In both 2014 and 2013, JD250,000 were added each year as doubtful assets and much smaller amounts were written off as bad debts.

Despite the large financial obligations owed to JVOI by several traders in the market, the company remained profitable even to disburse cash dividends to shareholders at a rate of 7 per cent in recognition of its 2014 performance as recommended by the board of directors and approved by the shareholders this year.

Mid-year results showed a JD0.4 million net profit, slightly higher than the JD0.3 million registered at the end of June 2014 despite a slight decline in sales to JD2.5 million from JD2.6 million.

The impresssive spots in the  income statement as of June 30, 2015 were the ability of the company to reduce production costs and purchases to JD1.6 million from JD1.9 million besides financing expenses.

The performance last year was also positive as net pretax profit came at JD0.6 million compared to JD0.4 million at the end of 2013 although sales were lower at JD5.6 million from JD5.7 million.

Local sales amounted to JD5.3 million and exports JD0.3million.

The board of directors mentioned in a summary report that output in 2014 reached around 3,800 tonnes of vegetable ghee, higher than the 3,600 tonnes of ghee and vegetable oils produced in the previous year.

The summary report estimated the company's market share for its Al Ghazal vegetable ghee at 50 per cent and said JVOI froze oil production due to the present conditions in the market. 

Saad Al Deen indicated in the annual report that market competition was stiff and that traders resorted to importing from neighbouring countries at competitive prices.

He said some local industries were selling poor quality products at prices that cannot be challenged.

"We hereby renew our call to all parties concerned with the industry to take the measures that safeguard the local industry," he wrote in a foreword. 

"Dumping and flooding local markets with imports negatively affects the volume of factory sales," Saad Al Deen said.

The chairman also urged control over locally packed products that do not conform to standards and specifications 

He stressed that the company's competitive position became difficult because some traders were only operating packing units and not plants noting that JVOI cannot perform the same foul methods.

As such, the two risks that face the company during 2015 and the year after were listed as inability to collect some previous receivables and price competition.

Future plans include lowering electricity, fuel and labour costs, and  increasing market share through producing a new type of ghee and launching promotion campaigns.

"Based on the projected budget, local sales and exports are expected to  rise and generate profit as the company is continuing on the same course," the report said, mentioning the United States, Canada among the markets abroad in addition to Gulf Arab states.

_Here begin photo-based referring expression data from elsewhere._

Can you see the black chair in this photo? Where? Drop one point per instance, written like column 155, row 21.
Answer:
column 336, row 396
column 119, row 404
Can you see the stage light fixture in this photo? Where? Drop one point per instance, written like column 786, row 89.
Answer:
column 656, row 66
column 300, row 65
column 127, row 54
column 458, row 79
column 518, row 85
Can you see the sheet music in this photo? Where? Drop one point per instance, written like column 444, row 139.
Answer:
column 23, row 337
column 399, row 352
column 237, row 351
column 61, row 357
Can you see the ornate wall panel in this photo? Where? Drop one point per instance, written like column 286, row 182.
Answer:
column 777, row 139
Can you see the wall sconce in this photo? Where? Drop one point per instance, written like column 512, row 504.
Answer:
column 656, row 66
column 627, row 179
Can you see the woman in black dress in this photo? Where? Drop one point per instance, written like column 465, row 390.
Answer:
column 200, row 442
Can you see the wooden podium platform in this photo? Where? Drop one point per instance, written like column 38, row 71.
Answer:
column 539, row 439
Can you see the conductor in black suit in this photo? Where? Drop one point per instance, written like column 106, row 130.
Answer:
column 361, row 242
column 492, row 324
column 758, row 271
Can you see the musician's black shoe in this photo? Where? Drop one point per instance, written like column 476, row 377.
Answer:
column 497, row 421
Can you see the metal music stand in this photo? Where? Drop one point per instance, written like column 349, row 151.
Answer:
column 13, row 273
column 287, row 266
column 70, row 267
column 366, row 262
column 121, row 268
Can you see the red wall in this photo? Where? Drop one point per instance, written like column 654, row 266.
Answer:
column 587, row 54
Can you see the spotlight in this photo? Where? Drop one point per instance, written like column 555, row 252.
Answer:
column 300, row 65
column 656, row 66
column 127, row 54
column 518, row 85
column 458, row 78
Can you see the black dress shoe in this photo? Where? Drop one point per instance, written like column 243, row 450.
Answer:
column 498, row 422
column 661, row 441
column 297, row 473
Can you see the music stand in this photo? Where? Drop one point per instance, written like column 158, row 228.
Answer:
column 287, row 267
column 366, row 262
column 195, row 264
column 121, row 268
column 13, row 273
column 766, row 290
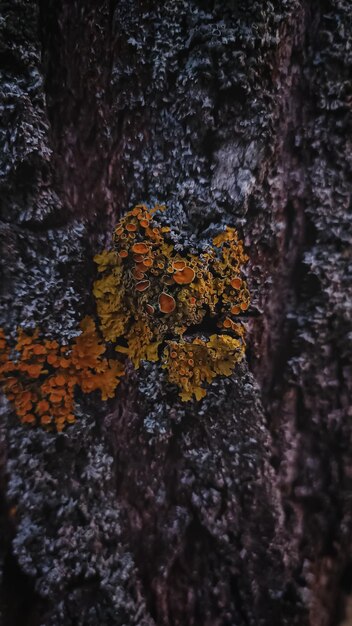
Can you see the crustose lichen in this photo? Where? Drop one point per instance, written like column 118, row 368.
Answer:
column 153, row 303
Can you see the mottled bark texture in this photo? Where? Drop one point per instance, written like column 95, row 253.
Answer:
column 235, row 510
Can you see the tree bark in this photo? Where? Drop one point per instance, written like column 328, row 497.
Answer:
column 236, row 510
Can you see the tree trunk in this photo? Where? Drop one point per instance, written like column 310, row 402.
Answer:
column 236, row 510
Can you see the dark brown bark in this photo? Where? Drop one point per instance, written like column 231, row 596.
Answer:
column 235, row 510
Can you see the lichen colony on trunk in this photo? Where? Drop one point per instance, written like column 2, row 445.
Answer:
column 148, row 511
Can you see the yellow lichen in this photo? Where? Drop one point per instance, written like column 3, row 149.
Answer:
column 40, row 379
column 148, row 291
column 148, row 296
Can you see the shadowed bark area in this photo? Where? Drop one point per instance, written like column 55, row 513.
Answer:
column 231, row 511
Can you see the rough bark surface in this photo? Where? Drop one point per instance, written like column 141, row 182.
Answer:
column 234, row 511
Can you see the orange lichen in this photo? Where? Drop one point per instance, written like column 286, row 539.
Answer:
column 184, row 276
column 151, row 292
column 41, row 376
column 167, row 303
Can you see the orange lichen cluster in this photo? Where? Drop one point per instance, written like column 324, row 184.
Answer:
column 190, row 364
column 41, row 379
column 147, row 291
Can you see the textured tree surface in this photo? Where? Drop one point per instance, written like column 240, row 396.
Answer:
column 236, row 510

The report detailed certain aspects of JVOI's operations indicating that three Malaysian corporations were key suppliers and that Habibeh Sweets and Al Nijmeh Sweets were among its main local customers besides wholesalers.

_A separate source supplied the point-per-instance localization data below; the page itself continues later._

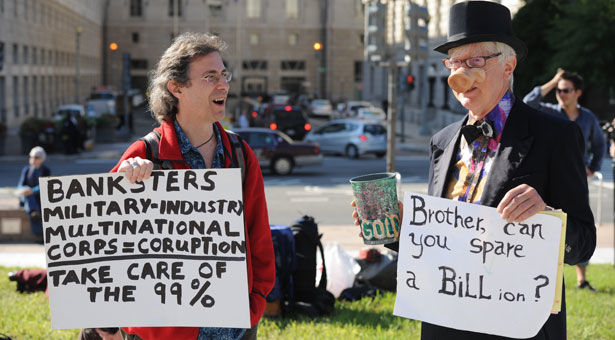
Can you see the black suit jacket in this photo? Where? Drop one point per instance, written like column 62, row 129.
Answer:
column 544, row 152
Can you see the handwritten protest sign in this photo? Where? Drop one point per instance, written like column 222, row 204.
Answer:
column 169, row 251
column 461, row 266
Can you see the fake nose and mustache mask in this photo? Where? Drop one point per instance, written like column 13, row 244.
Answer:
column 462, row 79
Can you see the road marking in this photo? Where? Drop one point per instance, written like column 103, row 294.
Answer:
column 94, row 161
column 309, row 199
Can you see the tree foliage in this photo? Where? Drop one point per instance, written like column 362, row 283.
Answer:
column 576, row 35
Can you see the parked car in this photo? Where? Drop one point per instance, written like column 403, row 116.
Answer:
column 350, row 137
column 289, row 119
column 350, row 109
column 371, row 113
column 278, row 152
column 74, row 110
column 321, row 107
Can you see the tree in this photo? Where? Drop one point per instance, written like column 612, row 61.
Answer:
column 531, row 24
column 583, row 40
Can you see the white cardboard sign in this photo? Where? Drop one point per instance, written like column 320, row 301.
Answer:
column 169, row 251
column 461, row 266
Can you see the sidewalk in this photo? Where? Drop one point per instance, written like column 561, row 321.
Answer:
column 347, row 236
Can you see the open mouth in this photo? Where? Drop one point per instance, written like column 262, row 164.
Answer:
column 471, row 90
column 219, row 100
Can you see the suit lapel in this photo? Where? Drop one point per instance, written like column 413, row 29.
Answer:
column 514, row 146
column 442, row 164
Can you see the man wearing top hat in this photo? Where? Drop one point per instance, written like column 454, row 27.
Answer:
column 505, row 154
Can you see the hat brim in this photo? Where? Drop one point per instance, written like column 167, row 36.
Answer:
column 516, row 44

JVOI, operating at King Abullah II Industrial City in Sahab where it employed 65 workers at the end of 2014, estimated capital investment at  about JD6.2 million at the end of last year.

The factory was established in Amman in 1993 as a subsidiary of  a Palestinian firm established in Nablus in 1953. In 1998, the two factories were disconnected and each became a separate entity.

The shareholders who owned more than 5 per cent of JVOI's JD4 million capital at the end of last year were: Sabih Taher Al Masri (45.1 per cent) and Palestine Development & Investment Co. (17 per cent).

Financially, assets as of June 30, 2015 totalled JD6.1 million, of which JD1.5 million were property and equipment as well as real estate investments.

Current assets included JD0.9 million of inventory and JD3.5 in receivables as mentioned above.

Current liabilities, totaling JD0.7 million, were mostly accounts payable and no bank debt although the company enjoyed several lines of credit from the Arab Bank and Union Bank.

Shareholders equity, totaling JD5.4 million, included JD0.5 million retained earnings and JD0.9 million mandatory earnings.